Urla nel ghetto. Il giorno orribile degli Ebrei di Roma, Agostino Pietrasanta

Agostino Pietrasanta
Tutti gli Italiani, e non solo gli Ebrei, dovrebbero fare memoria, nei prossimi giorni, e più precisamente il 16 ottobre, degli eventi devastanti subiti dalla popolazione ebraica residente a Roma in quella data del 1943 (un sabato, non a caso). Milleduecentocinquantanove (1259) persone, dopo aver versato per la propria salvezza cinquanta KG. d’oro richiesti dai Tedeschi che occupavano la città dal settembre precedente, furono ugualmente razziate nel ghetto sul far del giorno. Il successivo lunedì 18 ottobre dalla Tiburtina con diciotto (18) carri bestiame, milleventitré (1023) di loro furono deportati ad Auschwitz; due perirono durante il trasporto, ottocentoventi (820) furono subito soppressi nelle camere a gas e degli altri duecento (200) circa, solo sedici (16) sopravvissero.
Questa la scarna ed orribile serie proposta dalle cifre di cui peraltro altra volta si è detto; tuttavia resta ancora importante un richiamo alle responsabilità che ci chiamano in causa.
Ovviamente la determinazione del nazismo nel programmare e realizzare la distruzione degli Ebrei d’Europa resta il movente prossimo, ancorché radicato in un’ aberrante deviazione ideologica, di quelle orribili giornate. Tuttavia nessuno deve sentirsi fuori causa, a cominciare dai fascisti italiani che collaborarono in vario modo alla deportazione degli Ebrei d’Italia. Basti ricordare che l’appello dei deportati e la loro raccolta sugli autocarri della ghestapo furono prontamente posti in essere grazie agli elenchi forniti dalla questura di Roma; quegli elenchi erano stati predisposti in occasione e per conseguenza delle leggi razziali italiane del 1938.
Tuttavia c’è ben altro. Intanto sta in capo agli Italiani “brava gente” l’iniziativa di disposizioni sulla difesa della razza, avviata alla vigilia della guerra: è definitivamente provato che la Germania non aveva, in allora, promosso pressione alcuna sul governo fascista per la persecuzione degli Ebrei. 

Solo l’emulazione di una politica perversa, assieme ad altri moventi su cui sarebbe troppo lungo in questa sede, aveva spinto Mussolini alle leggi del 1938, cui, sia detto di passaggio, la monarchia non si oppose.
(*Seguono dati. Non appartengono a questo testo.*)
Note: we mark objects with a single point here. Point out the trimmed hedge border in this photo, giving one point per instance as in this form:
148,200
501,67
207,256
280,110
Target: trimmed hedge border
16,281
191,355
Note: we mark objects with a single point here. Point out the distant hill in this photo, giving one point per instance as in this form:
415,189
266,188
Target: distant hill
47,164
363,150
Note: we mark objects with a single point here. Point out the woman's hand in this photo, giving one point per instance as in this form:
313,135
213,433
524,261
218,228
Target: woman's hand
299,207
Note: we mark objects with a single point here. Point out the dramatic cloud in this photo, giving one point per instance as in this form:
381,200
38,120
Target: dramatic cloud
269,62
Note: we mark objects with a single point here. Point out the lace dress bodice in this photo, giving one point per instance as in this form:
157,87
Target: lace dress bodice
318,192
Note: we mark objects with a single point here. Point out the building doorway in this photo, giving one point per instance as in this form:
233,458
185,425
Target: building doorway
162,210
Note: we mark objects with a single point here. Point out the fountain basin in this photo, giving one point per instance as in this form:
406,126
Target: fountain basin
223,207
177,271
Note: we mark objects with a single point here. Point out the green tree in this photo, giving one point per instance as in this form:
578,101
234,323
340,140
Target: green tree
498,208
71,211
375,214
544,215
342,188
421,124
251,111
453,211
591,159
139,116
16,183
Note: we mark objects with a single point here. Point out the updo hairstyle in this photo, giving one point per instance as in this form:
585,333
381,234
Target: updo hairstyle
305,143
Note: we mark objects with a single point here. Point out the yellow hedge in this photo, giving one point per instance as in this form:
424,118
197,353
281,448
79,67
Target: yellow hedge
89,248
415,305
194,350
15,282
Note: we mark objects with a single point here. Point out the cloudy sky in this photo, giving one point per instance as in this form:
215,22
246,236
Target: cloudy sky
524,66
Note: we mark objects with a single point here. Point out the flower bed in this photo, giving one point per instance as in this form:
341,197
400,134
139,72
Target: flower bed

E, sia aggiunto per completezza, la S. Sede protestò solo per il capitolo che impediva i matrimoni misti tra Ebrei e Cattolici. Cosa però anche più grave sta nel fatto che tutte le istituzioni avevano abbandonato Roma, dal settembre precedente, senza opporre alcuna difesa alle razzie tedesche; una difesa che non avrebbe sortito effetti pratici, ma salvato l’onore della nazione.
La Chiesa, tuttavia, per riconoscimento unanime, rimase al suo posto e nonostante le riserve che si possono richiamare sui ben noti “silenzi e dilenmmi” di Pio XII, si adoperò coi suoi vertici e nelle sue strutture a salvare la popolazione ebraica. Forse qui si potrebbe aprire il capitolo delle solidarietà che permisero agli Italiani un riscatto parziale. In fondo se gli Ebrei romani erano all’inizio del conflitto circa diecimila (10.000) e se ne salvarono ottomila (8.000) sicuramente resta un merito di tanti istituri religiosi e di molte case private che provvidero al ricovero dei diversi perseguiti di Religione e stirpe ebraica; se in Italia la popolazione ebraica si aggirava sui cinquantamila circa (50.000) e poco meno di quarantamila (40.000) si salvarono, ciò significa che molte solidarietà soprattutto ecclesiali, nonostante le riserve motivate dall’antigiudaismo cristiano e non solo, ebbero effetto positivo.
Tanto più positivo se si pensa (e qui si ribadiscono le imputazioni di responsabilità italiane) che dall’inverno 1943/44, anche la repubblica di Salò decise la persecuzione e l’eliminazione fisica degli Ebrei e consolidò sul territorio nazionale i campi di transito verso lo sterminio in Germania.

In questi giorni forse, c’è da ripensare per la preoccupante e sempre più evidente disposizione, anche italiana, di rifiutare il diverso; c’è da pensare che dalle “scintille” del presente potrebbero derivare gli “incendi” del futuro. Facendo memoria si possono predisporre gli antidoti per l’oggi, ma soprattutto per un incerto domani.